The Shia rejected the authority of the Umayyad dynasty, claiming that the Umayyads were usurpers and demanding that leadership go to the direct descendants of the Prophet. The Shia rose in the city of al-Kufah (south of Karbala, in present-day Iraq) and, in 680 A.D., invited Ali’s son Hussein to join them and be their leader. Hussein left Mecca with his family and supporters, but was met at Karbala by an army sent by the Umayyad caliph Yazid. Hussein mustered 72 fighting men against the opposing force of thousands. The result was a massacre in which Hussein and all of his family and supporters were killed and then mutilated.

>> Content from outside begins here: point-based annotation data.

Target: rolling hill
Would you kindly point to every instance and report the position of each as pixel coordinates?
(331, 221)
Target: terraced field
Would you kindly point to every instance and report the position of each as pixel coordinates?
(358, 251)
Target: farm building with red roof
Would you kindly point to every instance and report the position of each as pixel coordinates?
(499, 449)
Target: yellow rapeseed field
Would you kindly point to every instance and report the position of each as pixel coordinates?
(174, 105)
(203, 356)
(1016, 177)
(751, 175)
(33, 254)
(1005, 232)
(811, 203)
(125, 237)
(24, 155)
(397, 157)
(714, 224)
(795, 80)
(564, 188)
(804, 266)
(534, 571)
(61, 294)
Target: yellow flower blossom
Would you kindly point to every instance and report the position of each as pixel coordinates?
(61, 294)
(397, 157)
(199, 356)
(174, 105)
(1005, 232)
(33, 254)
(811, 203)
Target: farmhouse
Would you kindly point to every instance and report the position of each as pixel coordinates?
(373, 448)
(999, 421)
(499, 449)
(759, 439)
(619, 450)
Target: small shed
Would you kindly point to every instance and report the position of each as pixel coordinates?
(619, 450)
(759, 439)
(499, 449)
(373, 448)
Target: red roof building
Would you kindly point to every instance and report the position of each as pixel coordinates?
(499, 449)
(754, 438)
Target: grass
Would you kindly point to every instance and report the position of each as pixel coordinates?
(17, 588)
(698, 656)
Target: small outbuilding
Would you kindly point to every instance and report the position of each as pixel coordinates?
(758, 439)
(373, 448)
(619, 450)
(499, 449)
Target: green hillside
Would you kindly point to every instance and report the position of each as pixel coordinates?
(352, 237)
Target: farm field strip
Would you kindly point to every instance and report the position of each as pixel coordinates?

In observance of the massacre, Sunni and Shia alike regard the 10th day of the month of Muharram as “Ashura,” a day of mourning. For the Sunni the day is merely an optionally observed fast, but for the Shia, it is among the most significant days of observance. The massacre of Hussein added a significant passion element to the Shia tradition, similar to the Christian reverence for Christ’s passion on the cross. Hussein, to the Shia, is a martyr of resistance in the face of oppression, while Yazid represents that oppression. As an often-persecuted minority throughout history, the Shia made these concepts central to their tradition.
Ashura is marked with passion plays and public expressions of grief. All Shia who are capable are expected to make a pilgrimage to Karbala, where Hussein is buried, at some point in their lives to mark the day of Ashura.